The NANS president disagreed with the position of some people that female students are the ones harassing lecturers with their mode of dressing and other seductive moves to gain one favour or the other.
He said: “That argument is not valid. These students are weak emotionally and otherwise and as a lecturer, you are expected to guide them properly and not take advantage of them for any reason as being the case now.”
President, Academic Staff Union of Universities (ASUU), Prof. Biodun Ogunyemi, insisted that Nigeria does not need new laws to fight sexual harassment cases in Nigerian tertiary institutions or elsewhere.
He said: “We have existing laws which we can make use of to tackle the menace. Recall that a few months ago, a lecturer in Obafemi Awolowo University (OAU) was convicted of sexual harassment of a female student and adequate punishment was served. It was existing laws that were used to try and convict him.
“However, we opposed to the sexual harassment bill when it was introduced in the 8th National Assembly and our reasons were made known to Nigerians. The bill was hostile on male lecturers in universities.
“You can’t make a law that is targeted at a particular set of people. The bill had already prejudged male lecturers in universities, and provided an opportunity for total stigmatisation for lecturers.
“Howbeit, we are not yet involved in this ongoing effort but in the previous bill we had access to, we saw sections that stated that lecturers should not hug, smile, laugh, chat, exchange mails, and not befriend with students. That’s totally against the law of pedagogy.
“For effective and easy teaching and learning, there must be a friendly and relaxed environment in which the students would connect with lecturers easily and understand whatever message they intend to pass.”
He, however, disagreed with the argument that female students are largely responsible for sexual harassment or sex-for-marks.
He said: “Lecturers are supposed to have a parental figure on the students. So the issue of abuse should never arise. Lecturers should be matured enough to control themselves, emotionally and otherwise.”

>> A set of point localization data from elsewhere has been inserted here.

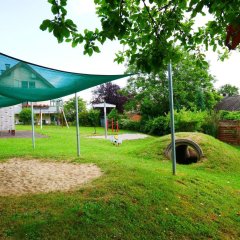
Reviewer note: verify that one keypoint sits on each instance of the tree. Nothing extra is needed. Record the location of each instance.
(70, 109)
(228, 90)
(193, 89)
(110, 93)
(25, 116)
(148, 29)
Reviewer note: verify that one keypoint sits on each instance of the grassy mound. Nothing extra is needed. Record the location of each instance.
(218, 156)
(136, 198)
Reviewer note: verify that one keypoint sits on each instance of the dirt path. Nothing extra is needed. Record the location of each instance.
(18, 177)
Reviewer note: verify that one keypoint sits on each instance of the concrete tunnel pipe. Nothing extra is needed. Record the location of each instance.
(187, 151)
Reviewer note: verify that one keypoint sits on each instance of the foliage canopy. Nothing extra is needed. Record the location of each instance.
(148, 29)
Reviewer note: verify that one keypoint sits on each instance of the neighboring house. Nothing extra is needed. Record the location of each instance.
(12, 76)
(7, 119)
(231, 103)
(49, 110)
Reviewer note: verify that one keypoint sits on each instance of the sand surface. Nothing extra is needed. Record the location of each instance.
(125, 136)
(19, 177)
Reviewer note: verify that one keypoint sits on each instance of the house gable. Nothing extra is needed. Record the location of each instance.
(23, 76)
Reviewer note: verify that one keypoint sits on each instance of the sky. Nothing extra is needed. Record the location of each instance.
(21, 37)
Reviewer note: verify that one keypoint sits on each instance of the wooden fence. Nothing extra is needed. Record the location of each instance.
(229, 132)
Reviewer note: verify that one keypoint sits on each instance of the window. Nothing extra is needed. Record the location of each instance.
(31, 84)
(28, 84)
(24, 84)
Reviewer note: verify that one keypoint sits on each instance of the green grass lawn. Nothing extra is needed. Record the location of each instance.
(136, 198)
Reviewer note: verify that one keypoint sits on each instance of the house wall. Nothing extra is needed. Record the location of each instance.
(7, 119)
(14, 78)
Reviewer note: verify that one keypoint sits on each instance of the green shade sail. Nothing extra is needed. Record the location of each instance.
(21, 81)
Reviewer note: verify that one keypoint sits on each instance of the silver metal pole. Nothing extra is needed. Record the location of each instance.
(65, 118)
(105, 119)
(41, 118)
(172, 118)
(33, 130)
(77, 126)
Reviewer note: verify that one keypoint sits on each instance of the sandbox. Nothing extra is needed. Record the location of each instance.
(19, 177)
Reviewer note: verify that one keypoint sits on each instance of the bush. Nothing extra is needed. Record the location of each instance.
(227, 115)
(159, 126)
(210, 124)
(188, 121)
(84, 119)
(129, 125)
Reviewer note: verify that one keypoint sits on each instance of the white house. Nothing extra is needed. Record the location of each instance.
(13, 76)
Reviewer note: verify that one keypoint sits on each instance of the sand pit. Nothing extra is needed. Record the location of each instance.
(19, 177)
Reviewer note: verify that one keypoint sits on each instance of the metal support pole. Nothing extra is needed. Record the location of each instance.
(65, 118)
(172, 118)
(105, 119)
(33, 130)
(41, 118)
(77, 126)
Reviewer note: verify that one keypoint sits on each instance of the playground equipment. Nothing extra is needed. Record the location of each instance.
(115, 140)
(114, 126)
(104, 106)
(187, 151)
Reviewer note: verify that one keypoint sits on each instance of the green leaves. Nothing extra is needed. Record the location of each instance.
(149, 29)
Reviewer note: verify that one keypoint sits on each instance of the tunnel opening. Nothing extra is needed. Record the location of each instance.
(187, 151)
(186, 155)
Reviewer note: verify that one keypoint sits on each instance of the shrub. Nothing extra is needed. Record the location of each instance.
(84, 119)
(227, 115)
(129, 124)
(159, 126)
(210, 124)
(188, 121)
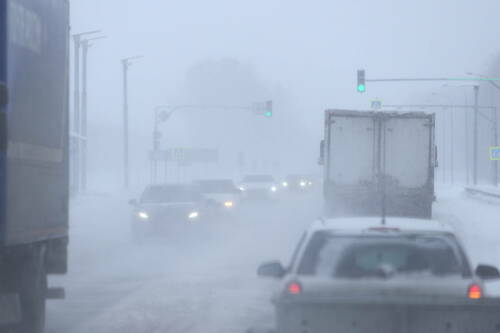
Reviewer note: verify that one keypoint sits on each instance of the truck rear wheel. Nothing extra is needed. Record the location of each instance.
(32, 289)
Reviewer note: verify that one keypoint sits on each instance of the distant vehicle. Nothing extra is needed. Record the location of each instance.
(222, 193)
(366, 154)
(259, 187)
(167, 209)
(34, 163)
(297, 183)
(356, 275)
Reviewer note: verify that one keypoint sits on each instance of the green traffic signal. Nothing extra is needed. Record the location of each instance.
(269, 109)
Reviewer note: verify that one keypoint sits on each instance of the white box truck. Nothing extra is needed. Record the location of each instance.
(378, 163)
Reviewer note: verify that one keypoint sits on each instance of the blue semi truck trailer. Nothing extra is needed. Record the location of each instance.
(34, 157)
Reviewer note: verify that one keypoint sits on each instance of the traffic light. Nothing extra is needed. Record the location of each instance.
(269, 109)
(361, 81)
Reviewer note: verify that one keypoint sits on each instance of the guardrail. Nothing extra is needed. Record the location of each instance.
(491, 194)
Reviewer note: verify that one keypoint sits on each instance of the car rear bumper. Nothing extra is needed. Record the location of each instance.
(453, 316)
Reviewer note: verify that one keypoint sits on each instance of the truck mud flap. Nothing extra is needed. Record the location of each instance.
(389, 319)
(10, 309)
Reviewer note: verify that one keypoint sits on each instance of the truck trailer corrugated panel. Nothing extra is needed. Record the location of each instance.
(34, 152)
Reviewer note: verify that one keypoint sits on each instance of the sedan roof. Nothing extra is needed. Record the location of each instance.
(395, 224)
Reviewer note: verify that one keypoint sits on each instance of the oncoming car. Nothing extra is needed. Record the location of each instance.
(355, 275)
(221, 193)
(166, 208)
(259, 187)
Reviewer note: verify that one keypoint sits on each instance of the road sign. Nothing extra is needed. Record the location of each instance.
(495, 153)
(263, 109)
(361, 81)
(376, 104)
(186, 156)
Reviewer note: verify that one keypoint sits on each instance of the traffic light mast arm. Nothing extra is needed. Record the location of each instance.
(434, 79)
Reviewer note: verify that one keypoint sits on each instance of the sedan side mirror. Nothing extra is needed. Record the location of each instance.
(272, 269)
(4, 94)
(487, 272)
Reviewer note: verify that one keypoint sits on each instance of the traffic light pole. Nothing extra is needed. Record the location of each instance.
(475, 135)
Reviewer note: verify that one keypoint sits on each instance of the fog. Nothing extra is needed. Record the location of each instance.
(210, 61)
(303, 56)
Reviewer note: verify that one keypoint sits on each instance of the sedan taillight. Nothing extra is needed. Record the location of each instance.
(474, 291)
(294, 288)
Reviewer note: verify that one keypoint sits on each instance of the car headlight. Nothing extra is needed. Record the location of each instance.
(143, 215)
(193, 215)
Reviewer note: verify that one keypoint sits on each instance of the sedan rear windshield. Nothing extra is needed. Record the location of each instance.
(375, 256)
(169, 194)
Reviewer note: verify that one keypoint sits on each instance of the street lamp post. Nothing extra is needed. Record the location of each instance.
(475, 135)
(126, 63)
(161, 114)
(86, 44)
(76, 136)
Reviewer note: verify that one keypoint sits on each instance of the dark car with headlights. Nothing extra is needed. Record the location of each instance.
(221, 195)
(259, 187)
(167, 209)
(360, 276)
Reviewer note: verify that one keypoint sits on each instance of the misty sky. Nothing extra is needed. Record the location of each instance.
(310, 49)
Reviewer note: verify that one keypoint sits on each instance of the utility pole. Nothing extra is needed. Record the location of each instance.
(161, 114)
(475, 135)
(126, 63)
(76, 117)
(452, 146)
(76, 135)
(84, 137)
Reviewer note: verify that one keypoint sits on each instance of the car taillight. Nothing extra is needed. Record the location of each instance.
(474, 292)
(294, 288)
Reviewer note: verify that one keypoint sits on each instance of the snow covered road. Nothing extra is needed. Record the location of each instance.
(206, 281)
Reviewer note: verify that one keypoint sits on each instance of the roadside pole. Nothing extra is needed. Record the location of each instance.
(75, 170)
(475, 136)
(126, 63)
(125, 123)
(452, 146)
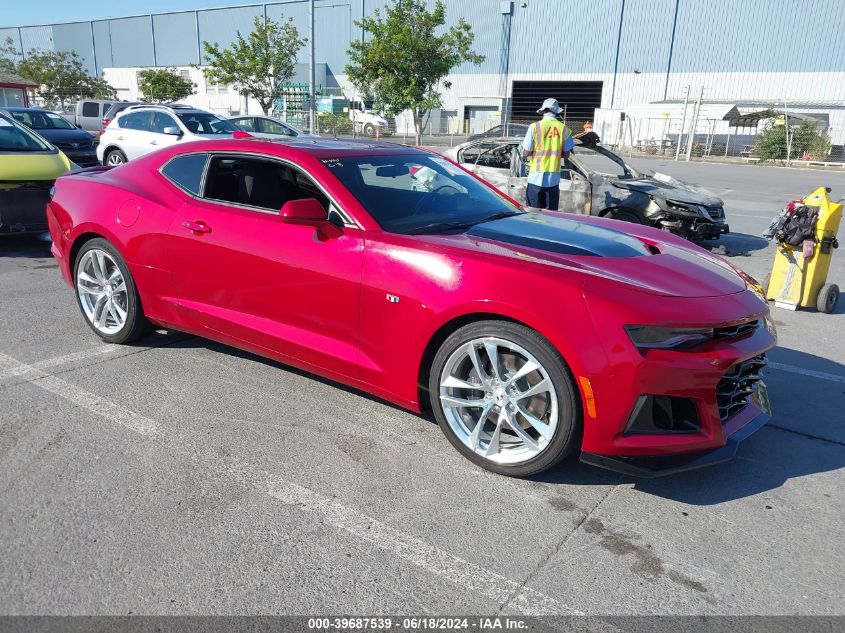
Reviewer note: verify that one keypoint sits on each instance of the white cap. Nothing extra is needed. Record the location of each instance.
(550, 104)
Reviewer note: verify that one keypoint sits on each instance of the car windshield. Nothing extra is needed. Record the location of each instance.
(42, 120)
(419, 193)
(206, 123)
(16, 138)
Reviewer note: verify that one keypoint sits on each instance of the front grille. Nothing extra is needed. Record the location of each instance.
(716, 213)
(735, 331)
(735, 388)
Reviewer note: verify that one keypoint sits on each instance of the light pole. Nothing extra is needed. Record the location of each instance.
(311, 72)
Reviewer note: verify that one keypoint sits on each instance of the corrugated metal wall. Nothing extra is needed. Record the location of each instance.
(639, 48)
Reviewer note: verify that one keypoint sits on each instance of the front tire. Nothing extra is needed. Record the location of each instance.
(107, 295)
(827, 298)
(114, 157)
(504, 398)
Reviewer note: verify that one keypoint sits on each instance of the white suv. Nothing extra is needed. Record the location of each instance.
(142, 129)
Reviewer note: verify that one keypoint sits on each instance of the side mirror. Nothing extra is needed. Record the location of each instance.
(303, 211)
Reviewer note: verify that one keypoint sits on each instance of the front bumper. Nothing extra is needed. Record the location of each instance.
(661, 465)
(83, 158)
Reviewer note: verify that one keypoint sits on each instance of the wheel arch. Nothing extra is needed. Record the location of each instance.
(454, 324)
(77, 245)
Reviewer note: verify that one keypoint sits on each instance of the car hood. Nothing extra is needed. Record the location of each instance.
(599, 248)
(33, 166)
(668, 188)
(66, 136)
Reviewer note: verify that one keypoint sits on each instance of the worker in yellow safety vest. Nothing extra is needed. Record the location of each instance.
(546, 143)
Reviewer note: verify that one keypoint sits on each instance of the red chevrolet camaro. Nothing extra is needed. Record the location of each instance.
(393, 270)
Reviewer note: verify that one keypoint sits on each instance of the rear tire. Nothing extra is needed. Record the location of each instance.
(528, 407)
(828, 296)
(114, 157)
(107, 295)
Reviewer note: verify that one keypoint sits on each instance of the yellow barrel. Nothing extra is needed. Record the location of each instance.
(796, 281)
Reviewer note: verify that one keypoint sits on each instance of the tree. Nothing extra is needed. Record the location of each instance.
(9, 57)
(771, 143)
(403, 62)
(334, 124)
(61, 77)
(259, 65)
(164, 84)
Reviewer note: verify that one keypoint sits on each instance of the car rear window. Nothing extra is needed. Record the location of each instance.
(135, 121)
(16, 138)
(89, 108)
(186, 171)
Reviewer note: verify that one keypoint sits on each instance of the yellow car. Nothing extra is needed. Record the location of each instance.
(29, 166)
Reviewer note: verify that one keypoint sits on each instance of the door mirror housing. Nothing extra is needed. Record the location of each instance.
(303, 211)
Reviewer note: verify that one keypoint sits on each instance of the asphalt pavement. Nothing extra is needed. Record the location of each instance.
(179, 476)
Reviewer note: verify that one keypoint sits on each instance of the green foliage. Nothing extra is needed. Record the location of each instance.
(259, 64)
(771, 143)
(334, 124)
(406, 55)
(8, 56)
(61, 77)
(164, 84)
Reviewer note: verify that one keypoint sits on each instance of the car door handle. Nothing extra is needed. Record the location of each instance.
(197, 227)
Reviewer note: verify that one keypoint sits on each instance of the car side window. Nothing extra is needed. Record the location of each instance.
(186, 171)
(89, 108)
(247, 123)
(253, 182)
(162, 120)
(136, 121)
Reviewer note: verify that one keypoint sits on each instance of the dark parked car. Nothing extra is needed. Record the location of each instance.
(508, 129)
(595, 181)
(78, 145)
(112, 112)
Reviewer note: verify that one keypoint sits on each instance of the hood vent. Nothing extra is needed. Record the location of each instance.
(555, 234)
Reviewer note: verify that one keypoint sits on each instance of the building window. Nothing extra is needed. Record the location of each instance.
(216, 88)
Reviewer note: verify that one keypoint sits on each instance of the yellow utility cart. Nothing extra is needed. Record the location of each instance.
(798, 281)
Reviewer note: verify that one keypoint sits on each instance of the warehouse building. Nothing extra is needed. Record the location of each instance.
(603, 54)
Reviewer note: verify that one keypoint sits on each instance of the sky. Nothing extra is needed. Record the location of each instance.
(20, 13)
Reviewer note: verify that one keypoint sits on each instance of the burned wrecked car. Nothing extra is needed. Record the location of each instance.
(595, 181)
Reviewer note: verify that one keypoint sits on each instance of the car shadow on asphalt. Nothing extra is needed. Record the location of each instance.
(735, 245)
(32, 246)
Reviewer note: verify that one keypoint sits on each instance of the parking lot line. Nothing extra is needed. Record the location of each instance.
(409, 548)
(807, 372)
(13, 368)
(80, 397)
(426, 556)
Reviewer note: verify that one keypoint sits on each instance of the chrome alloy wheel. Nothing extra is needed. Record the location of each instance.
(499, 400)
(102, 291)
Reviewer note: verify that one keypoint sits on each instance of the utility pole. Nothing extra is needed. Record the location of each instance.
(311, 71)
(694, 123)
(683, 123)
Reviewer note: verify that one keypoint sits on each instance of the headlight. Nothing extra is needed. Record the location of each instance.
(649, 337)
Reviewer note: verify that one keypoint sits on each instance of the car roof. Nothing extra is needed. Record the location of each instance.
(21, 109)
(316, 146)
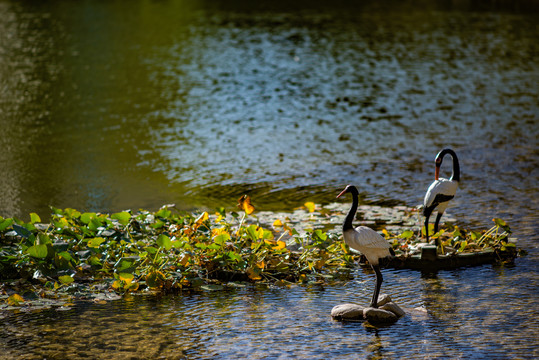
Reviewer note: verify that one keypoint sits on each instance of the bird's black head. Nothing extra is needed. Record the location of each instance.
(348, 189)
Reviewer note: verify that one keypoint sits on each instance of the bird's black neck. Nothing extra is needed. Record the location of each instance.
(352, 212)
(455, 175)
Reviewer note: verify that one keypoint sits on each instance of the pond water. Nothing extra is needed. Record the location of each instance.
(106, 106)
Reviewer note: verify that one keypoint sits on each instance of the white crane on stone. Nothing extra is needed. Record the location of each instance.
(441, 191)
(365, 240)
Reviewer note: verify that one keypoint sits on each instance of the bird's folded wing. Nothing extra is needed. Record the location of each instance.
(367, 237)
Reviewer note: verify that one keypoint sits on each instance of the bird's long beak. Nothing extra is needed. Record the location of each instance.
(342, 192)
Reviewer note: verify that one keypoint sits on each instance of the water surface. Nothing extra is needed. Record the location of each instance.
(106, 106)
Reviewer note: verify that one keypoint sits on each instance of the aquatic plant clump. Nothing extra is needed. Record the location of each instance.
(162, 250)
(169, 250)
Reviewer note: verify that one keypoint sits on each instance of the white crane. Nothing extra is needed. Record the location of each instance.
(441, 191)
(365, 240)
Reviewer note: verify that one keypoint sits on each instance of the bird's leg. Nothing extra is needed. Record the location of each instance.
(427, 227)
(438, 217)
(379, 279)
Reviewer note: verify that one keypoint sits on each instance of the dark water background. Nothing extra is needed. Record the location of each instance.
(106, 106)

The Senate on November 6th proposed between five to 14- year jail term without an option of fine for any lecturer involved in sexual offences in tertiary institutions. In a proposed legislation titled: “A Bill for an Act to Prevent, Prohibit and Redress Sexual Harassment of Students in Tertiary Educational Institutions”, the Senate said sexual harassment must be defined in tertiary institutions as rape with strict liability for offenders to be prosecuted easily.
The Senate proposed that “the most effective way to deal with the offence of sexual harassment in tertiary institutions is to penalise the very impropriety of the act, with or without consent. The Bill prescribes expulsion for students who falsely accuse educators of sexual harassment’’.
Other forms of sexual harassment identified in the Bill are grabbing, hugging, kissing, rubbing, stroking, touching, pinching the breasts, hair, lips, hips, buttocks or any other sensual part of the body of a student.
Sexual offences also include sending by hand, courier, electronics or any other means naked or sexually explicit pictures or videos or sex-related objects to a student, and whistling or winking at a student. It also covers screaming, exclaiming, joking or making sexually complimentary or uncomplimentary remarks about a student’s physique or stalking a student.